# Philosophies of JHOON RHEE!



## still learning (Mar 16, 2006)

Hello, This month's issue of Black Belt magazine has a great article from JHOON RHEE, written by Floyd Burk.

Just a portion of the article: Rhee's teachings flow from his belief that the purpose of life is to be HAPPY! All humans wants to be happy, he says, which can be achieved by being loved " Love is one the three basic common values. If you are truthful, you will have beauty in your heart. When you have beauty in your heart, people will love you and that will make you happy.

The opposite of happiness, is unhappiness and rears it's ugly head whenever someone hates you or turn the emotion inward.
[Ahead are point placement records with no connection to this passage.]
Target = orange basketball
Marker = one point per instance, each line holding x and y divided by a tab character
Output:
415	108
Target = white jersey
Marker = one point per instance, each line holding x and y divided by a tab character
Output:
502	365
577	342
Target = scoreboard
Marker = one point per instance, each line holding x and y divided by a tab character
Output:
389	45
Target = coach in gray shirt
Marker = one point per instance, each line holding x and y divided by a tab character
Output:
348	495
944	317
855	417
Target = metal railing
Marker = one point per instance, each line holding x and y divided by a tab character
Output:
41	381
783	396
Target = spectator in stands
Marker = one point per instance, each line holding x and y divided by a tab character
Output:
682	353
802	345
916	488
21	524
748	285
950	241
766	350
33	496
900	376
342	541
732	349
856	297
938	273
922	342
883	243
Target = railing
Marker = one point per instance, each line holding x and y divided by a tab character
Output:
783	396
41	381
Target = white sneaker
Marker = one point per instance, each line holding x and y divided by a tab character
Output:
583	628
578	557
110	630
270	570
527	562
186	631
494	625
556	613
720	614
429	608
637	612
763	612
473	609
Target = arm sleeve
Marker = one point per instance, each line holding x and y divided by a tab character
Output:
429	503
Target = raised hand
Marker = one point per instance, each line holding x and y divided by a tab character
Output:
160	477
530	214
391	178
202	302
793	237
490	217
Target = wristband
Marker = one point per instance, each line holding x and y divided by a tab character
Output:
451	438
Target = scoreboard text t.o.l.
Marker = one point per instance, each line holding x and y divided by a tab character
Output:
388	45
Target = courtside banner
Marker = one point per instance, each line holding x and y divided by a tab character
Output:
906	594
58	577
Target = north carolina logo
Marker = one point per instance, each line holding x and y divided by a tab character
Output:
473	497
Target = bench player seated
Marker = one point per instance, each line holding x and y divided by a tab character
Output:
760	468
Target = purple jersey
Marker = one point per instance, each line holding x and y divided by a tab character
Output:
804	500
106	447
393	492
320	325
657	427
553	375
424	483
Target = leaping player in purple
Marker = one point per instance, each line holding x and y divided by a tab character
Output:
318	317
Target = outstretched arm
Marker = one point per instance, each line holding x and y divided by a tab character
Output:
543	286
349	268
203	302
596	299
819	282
Lying and cheating will make you ulgy and this will make you unhappy.

(My thoughts)....Everyone is always looking for the purpose of life....is it to be just HAPPY in our lives? 

Happy to post here.........Aloha


----------



## Xue Sheng (Mar 17, 2006)

I think happiness is the goal of most everybody. 

However I do not think that most people truly know or understand what will truly make them happy.


----------



## still learning (Mar 21, 2006)

Hello, When you start to care about people more than yourself. NOT always thinking of yourself. Your life will be happier. Especially when you are trying to make other people simile and happy too!

Good thoughts will produce good will and hopefully your life will be good too!

So simple yet so hard to practice: positive thoughts brings positive results, opposite is negative thoughts bring negative results.

Drugs and crimes easy to do..brings negative results. Hard work and honesty brings positive results.

We all have choices to choose...be the winners of life! ....Aloha


----------



## Jonathan Randall (Mar 21, 2006)

GM Jhoon Rhee is my martial art's hero. I must pick up the article mentioned. BTW, I studied at a Jhoon Rhee school and his emphasis was on _character, self-discipline and integrity. _He's a great American.


----------